I have detected in my own studies that when Jesus talked to the public, the groups, the ordinary people, he tended toward human logics, even while maintaining the style of parables in what he said, so to call persons to human understanding.  He was speaking with authority but the parables always seem to hold questions in them requiring response from listeners.  On occasion as with Nicodemus in John 3, the questions poured out in response to his parable.  Ye must be born again, said Jesus.  Nicodemus thought: Can’t be.  But he came back to Jesus, knowing this was not a word game, and that Jesus wasn’t joking: Can a man return to his mother’s womb and be born?  (Nature question, not experience parable)  Depending upon how the question was asked we detect the facts of nature.  The person of nature that Nicodemus was, we don’t detect any disrespect in his question.  It was a scientific question.  Jesus’ response took him seriously, and both men pressed on with the search for truth.  The questions and answers have prevailed to us.

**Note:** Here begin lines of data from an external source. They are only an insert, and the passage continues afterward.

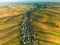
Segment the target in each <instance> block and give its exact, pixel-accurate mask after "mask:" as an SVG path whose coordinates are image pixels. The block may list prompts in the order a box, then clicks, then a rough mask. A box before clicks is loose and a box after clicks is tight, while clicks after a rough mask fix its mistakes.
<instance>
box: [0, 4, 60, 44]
mask: <svg viewBox="0 0 60 45" xmlns="http://www.w3.org/2000/svg"><path fill="white" fill-rule="evenodd" d="M36 7H37V6H36V5H33V4H32V5H15V4H14V5H9V6H8V5H0V45H20V44H19V34H20V33H19V26H20V25H19V24H20V23H21V21H22V18H23V16H24V15H26V13H27V12H28V11H31V10H32V9H34V8H36ZM31 25H32V26H33V28H34V31H35V35H34V38H35V40H36V41H37V44H36V45H60V4H51V5H42V6H40V7H39V8H37V10H36V11H34V12H32V13H31Z"/></svg>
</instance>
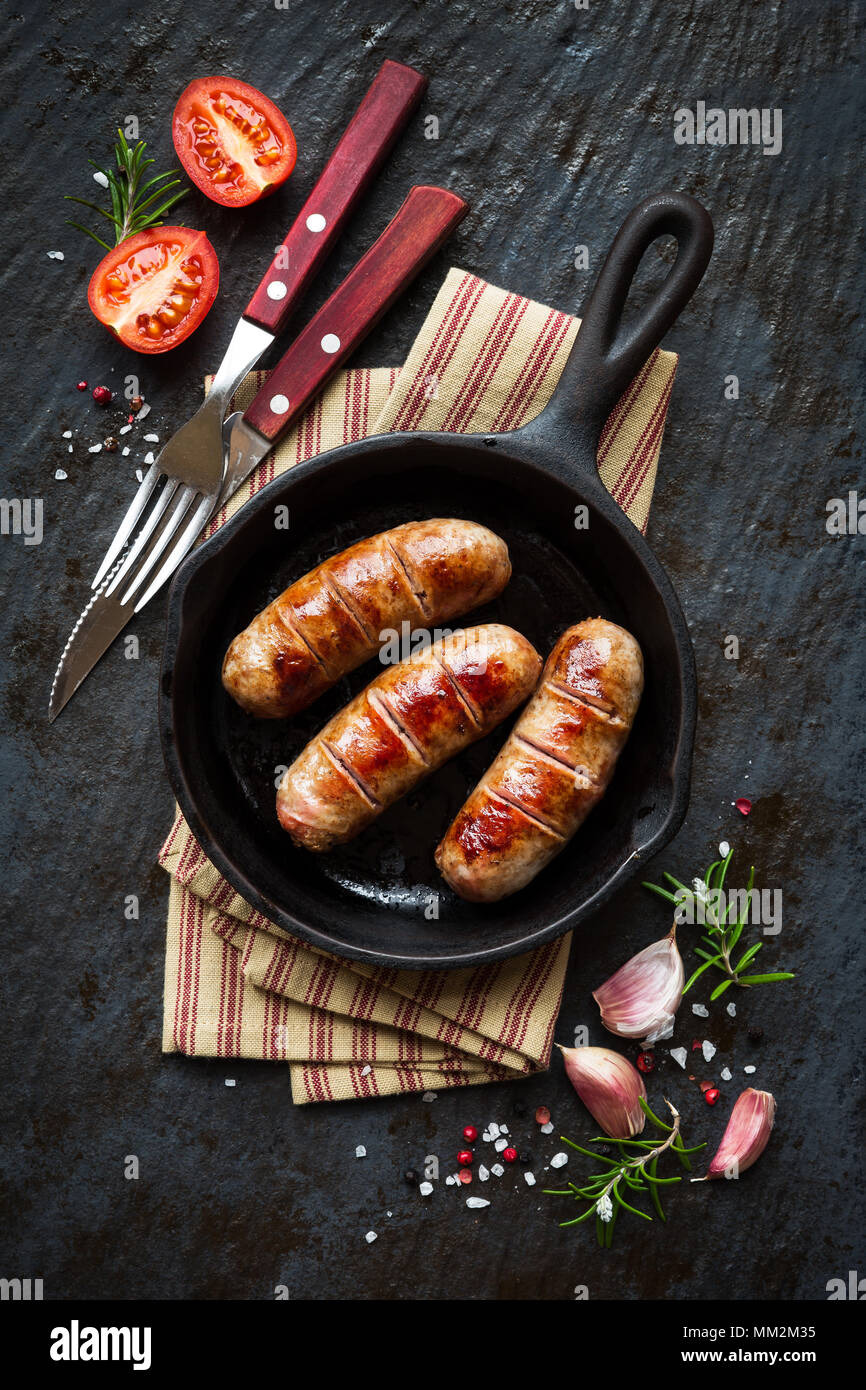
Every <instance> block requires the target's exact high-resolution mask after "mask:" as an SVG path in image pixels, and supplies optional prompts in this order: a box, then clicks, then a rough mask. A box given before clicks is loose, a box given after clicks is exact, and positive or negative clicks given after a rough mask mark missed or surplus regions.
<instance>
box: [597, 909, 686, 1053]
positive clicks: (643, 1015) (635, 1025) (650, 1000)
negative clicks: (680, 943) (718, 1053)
mask: <svg viewBox="0 0 866 1390" xmlns="http://www.w3.org/2000/svg"><path fill="white" fill-rule="evenodd" d="M684 984H685V969H684V966H683V956H681V955H680V951H678V949H677V926H676V923H674V926H673V927H671V930H670V934H669V935H666V937H663V938H662V941H653V942H652V945H649V947H645V948H644V949H642V951H638V954H637V956H632V958H631V960H627V962H626V965H623V966H620V969H619V970H617V972H616V974H612V976H610V979H609V980H605V983H603V984H602V986H599V988H598V990H594V992H592V998H594V999H595V1002H596V1004H598V1006H599V1009H601V1012H602V1023H603V1024H605V1027H606V1029H607V1031H609V1033H616V1036H617V1037H620V1038H642V1040H644V1042H645V1044H646V1047H649V1045H651V1044H652V1042H659V1041H660V1040H662V1038H669V1037H670V1034H671V1033H673V1030H674V1015H676V1012H677V1009H678V1008H680V1004H681V1002H683V986H684Z"/></svg>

Sometimes a responder hit right on, and Jesus would commend the responder: thou art not far from the kingdom of God.  Other times he would suggest that they were not following, not finding consistency, not searching for truth.  On occasion the response was stern (unchanging).  It either turned them to the business at hand, or they walked away, sometimes with ill will toward Jesus and his replies.  Perhaps they would do him harm and he walked away.  At the last he refused to walk away.  He did point out something that is very challenging, commonly missed by us, in his expectations and disappointments in the workings of the human mind: If I have told you earthly things, and ye believe not, how shall ye believe, if I tell you of heavenly things?  (John 3:12)  The realities of daily life and faith were a part of what Jesus included in his teachings.  They were issues that could be verified in his observations, but many did not even accept that practical test.  How then would they ever arrive at the spiritual truths he would convey?  They said they followed Moses’ writings, and Jesus pointed out the current errors and hypocrisies that proved they did not fulfill well what they claimed to be their guide.  That not received and analyzed but rejected, how would they ever accept his message for what they could not verify in the natural setting?  Moderns are faced with the ancient issues, and fumbling with human contradictions about natural life we miss the truth of Christ about heavenly meaning.  We fail in fumbling.   Life (visible) is the great evidence of God (invisible).